Będzie rozwód? Książę Albert skomentował stan żony
Niektórzy nazywają Charlene "najsmutniejszą księżną świata". Żona księcia Alberta rzadko pokazuje się publicznie i choć udziela się charytatywnie, zazwyczaj nie promuje swoich przedsięwzięć. Zwykle na jej twarzy maluje się obojętność czy smutek. Nietypowa prezentacja księżnej wzbudza sensację. Teoria o jej nieszczęśliwym małżeństwie wydaje się być bardzo prawdopodobna.

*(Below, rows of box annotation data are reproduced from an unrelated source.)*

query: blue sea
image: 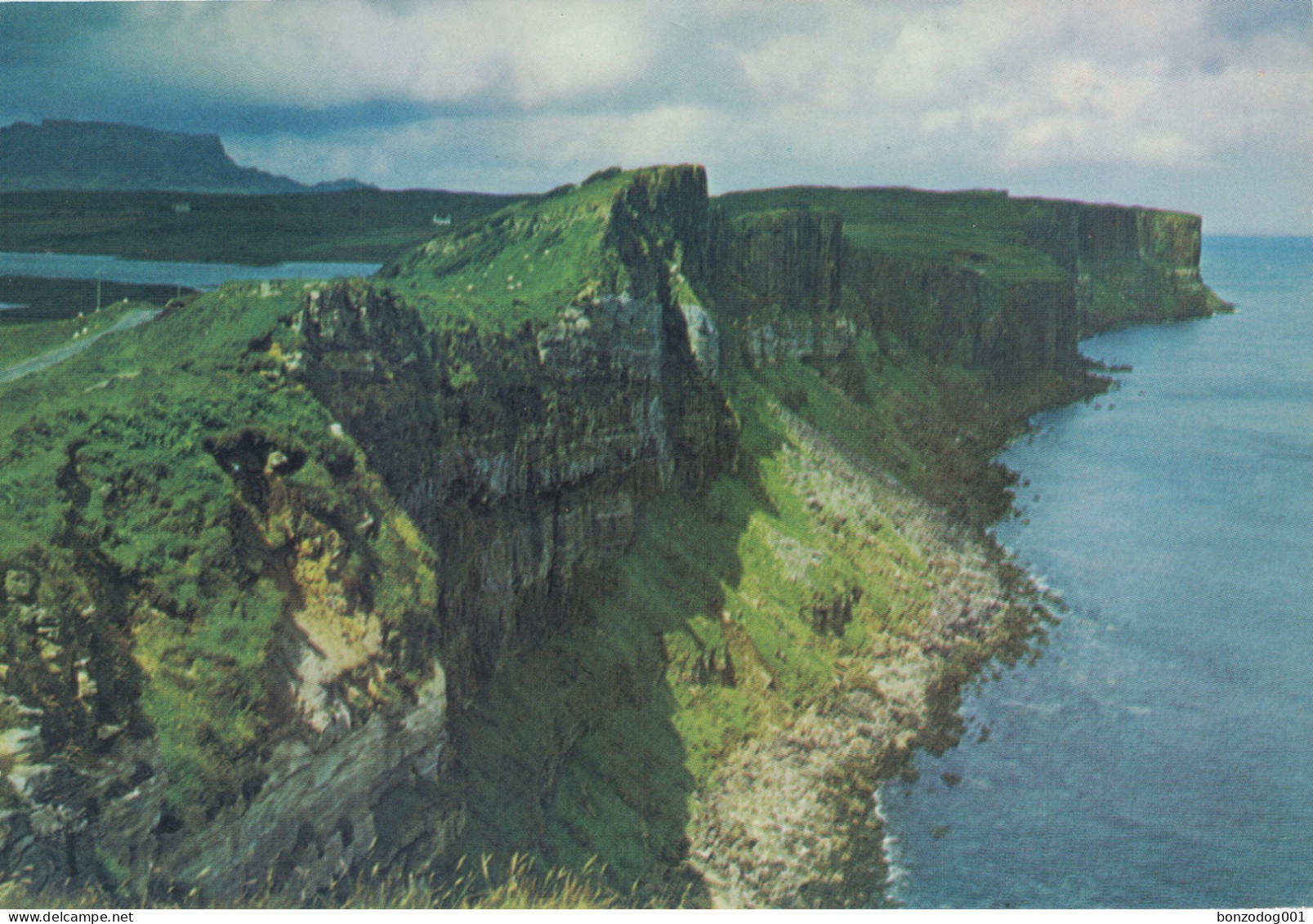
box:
[880,238,1313,908]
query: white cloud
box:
[28,0,1313,229]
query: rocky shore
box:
[690,408,1047,908]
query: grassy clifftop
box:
[0,165,1223,906]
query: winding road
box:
[0,309,160,385]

Najsmutniejszy królewski ślub
Księżna Monako przed wstąpieniem do królewskiej rodziny była zawodową pływaczką. Występując jako Charlene Lynette, reprezentowała swoją ojczyznę, czyli Republikę Południowej Afryki, na letnich igrzyskach olimpijskich w 2000 roku.

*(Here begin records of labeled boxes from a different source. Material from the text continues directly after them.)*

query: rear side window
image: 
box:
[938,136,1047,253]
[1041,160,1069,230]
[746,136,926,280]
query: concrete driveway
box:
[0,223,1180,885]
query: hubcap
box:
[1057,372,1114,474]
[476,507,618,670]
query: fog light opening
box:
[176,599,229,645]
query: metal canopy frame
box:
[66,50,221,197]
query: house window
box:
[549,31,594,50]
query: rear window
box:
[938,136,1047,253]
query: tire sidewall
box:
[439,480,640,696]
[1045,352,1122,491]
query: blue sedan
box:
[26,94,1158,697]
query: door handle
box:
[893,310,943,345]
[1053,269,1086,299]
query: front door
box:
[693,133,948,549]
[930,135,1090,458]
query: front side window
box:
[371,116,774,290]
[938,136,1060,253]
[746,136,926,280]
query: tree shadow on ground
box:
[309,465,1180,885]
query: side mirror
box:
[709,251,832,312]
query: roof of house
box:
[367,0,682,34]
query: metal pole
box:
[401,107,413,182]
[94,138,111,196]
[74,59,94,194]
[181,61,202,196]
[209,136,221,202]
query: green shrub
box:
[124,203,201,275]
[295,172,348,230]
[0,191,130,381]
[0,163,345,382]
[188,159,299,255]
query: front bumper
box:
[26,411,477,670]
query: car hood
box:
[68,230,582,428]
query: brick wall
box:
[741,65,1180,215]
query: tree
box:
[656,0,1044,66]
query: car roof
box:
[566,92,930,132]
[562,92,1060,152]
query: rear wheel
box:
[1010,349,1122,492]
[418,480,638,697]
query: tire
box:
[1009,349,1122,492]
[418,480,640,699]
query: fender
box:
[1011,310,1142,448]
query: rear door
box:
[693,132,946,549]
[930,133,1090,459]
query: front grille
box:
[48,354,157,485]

W 2011 r. poślubiła księcia Alberta. Podczas ceremonii wydawała się być mocno zestresowana, a jej mowa ciała wskazywała, że zmiana stanu cywilnego jej nie cieszy, a smuci. Późniejsze wystąpienia Charlene utwierdziły opinię publiczną w przekonaniu, że księżna nie czuje się szczęśliwa w Monako. Plotki o romansach Alberta, odcięciu jej od dzieci i próbach ucieczki z dworu tylko podsycają domysły o fatalnym stanie Charlene.
Rodzina Grimaldich w komplecie
Dla ich rodziny przełomowy był rok 2021. Z powodów zdrowotnych Charlene wiele miesięcy spędziła sama w rodzinnym RPA. Nie wiadomo, dlaczego jej poważna infekcja zaowocowała odległą podróżą i separacją od bliskich. Później księżna wyjechała do tajemniczego ośrodka w Szwajcarii. Mówi się, że para nieoficjalnie jest w separacji. Domysły podsycił fakt, że kilka tygodni temu Charlene została przyłapana bez obrączki.

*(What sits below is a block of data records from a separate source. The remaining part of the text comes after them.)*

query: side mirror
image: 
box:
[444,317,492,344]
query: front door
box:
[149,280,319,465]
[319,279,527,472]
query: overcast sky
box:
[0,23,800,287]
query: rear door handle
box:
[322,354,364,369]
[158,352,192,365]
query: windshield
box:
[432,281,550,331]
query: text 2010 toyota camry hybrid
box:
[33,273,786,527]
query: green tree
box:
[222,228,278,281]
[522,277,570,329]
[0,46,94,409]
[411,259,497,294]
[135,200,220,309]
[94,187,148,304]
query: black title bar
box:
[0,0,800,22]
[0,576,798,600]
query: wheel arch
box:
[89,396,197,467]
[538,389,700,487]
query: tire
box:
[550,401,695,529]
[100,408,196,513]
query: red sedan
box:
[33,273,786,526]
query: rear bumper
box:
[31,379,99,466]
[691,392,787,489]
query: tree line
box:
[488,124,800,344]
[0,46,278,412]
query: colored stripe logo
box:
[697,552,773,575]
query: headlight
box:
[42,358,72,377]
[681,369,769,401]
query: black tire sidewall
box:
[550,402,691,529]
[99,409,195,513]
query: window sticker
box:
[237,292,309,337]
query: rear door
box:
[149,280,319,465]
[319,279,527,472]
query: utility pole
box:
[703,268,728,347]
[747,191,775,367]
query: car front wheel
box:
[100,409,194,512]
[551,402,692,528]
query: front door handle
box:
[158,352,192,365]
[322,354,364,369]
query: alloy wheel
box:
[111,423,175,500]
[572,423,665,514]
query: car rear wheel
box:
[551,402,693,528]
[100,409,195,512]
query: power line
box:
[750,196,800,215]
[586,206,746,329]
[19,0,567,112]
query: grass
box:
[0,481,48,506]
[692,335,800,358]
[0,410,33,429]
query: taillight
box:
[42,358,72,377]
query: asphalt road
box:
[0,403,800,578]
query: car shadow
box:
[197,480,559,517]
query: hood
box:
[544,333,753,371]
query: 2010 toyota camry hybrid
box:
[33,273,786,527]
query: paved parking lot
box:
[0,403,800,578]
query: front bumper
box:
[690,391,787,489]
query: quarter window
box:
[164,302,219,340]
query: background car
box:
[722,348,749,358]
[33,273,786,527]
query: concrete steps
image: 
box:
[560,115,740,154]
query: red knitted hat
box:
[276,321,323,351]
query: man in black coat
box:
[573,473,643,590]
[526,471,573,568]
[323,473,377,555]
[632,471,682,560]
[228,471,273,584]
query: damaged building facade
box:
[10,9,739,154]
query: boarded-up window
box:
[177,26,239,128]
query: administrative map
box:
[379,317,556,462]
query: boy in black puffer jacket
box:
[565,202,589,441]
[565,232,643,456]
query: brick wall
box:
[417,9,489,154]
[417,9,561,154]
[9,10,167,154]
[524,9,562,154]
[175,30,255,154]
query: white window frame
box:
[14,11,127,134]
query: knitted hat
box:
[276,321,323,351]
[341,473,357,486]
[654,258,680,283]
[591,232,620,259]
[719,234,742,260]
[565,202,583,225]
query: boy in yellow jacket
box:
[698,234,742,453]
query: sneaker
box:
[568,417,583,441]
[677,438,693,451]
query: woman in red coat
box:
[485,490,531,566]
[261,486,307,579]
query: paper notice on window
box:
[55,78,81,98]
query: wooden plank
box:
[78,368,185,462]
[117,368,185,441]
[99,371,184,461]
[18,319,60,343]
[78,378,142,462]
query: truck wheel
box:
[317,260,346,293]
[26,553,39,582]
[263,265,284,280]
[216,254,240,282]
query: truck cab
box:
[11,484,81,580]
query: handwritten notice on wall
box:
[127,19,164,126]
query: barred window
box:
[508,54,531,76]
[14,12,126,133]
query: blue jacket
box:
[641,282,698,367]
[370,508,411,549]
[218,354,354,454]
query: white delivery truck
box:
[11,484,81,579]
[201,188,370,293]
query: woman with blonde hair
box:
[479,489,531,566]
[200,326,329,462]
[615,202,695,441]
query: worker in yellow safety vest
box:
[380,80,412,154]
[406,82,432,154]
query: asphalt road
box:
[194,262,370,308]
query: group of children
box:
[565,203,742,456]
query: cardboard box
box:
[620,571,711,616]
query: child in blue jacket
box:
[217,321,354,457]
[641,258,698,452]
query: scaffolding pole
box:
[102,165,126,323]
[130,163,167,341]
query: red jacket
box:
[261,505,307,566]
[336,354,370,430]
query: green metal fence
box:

Aby zadać kłam plotkom o rychłym rozwodzie, cała rodzina Grimaldich pojawiła się razem podczas mszy w intencji zmarłego ojca Alberta, księcia Rainiera (odszedł w 2005 roku na atak serca). Była to też rzadka okazja do zobaczenia 9-letnich bliźniąt: Gabrieli i Jakuba.
"Szczęśliwa i podekscytowana"
Wspólne publiczne wyjście nie uciszyło jednak plotek o rozstaniu Alberta i Charlene. Nie pomaga w tym fakt, że książę Monako miał ostatnio zmienić przepisy dotyczące objęcia tronu w przypadku jego rychłej śmierci. Prawowitym dziedzicem jest syn Jakub, ale do czasu uzyskania przez niego pełnoletności władzę miała sprawować Charlene. Teraz wiadomo już, że Albert sobie tego nie życzy - władzę obejmie Rada Regenacyjna.
Mimo to Albert zakłamuje rzeczywistość i w ostatniej wypowiedzi dla mediów zapewnił, że jego żona jest "szczęśliwa i podekscytowana". Sęk w tym, że jej reakcja ma dotyczyć planu renowacji renesansowych fresków w królewskim pałacu. Projekt ma potrwać osiem lat.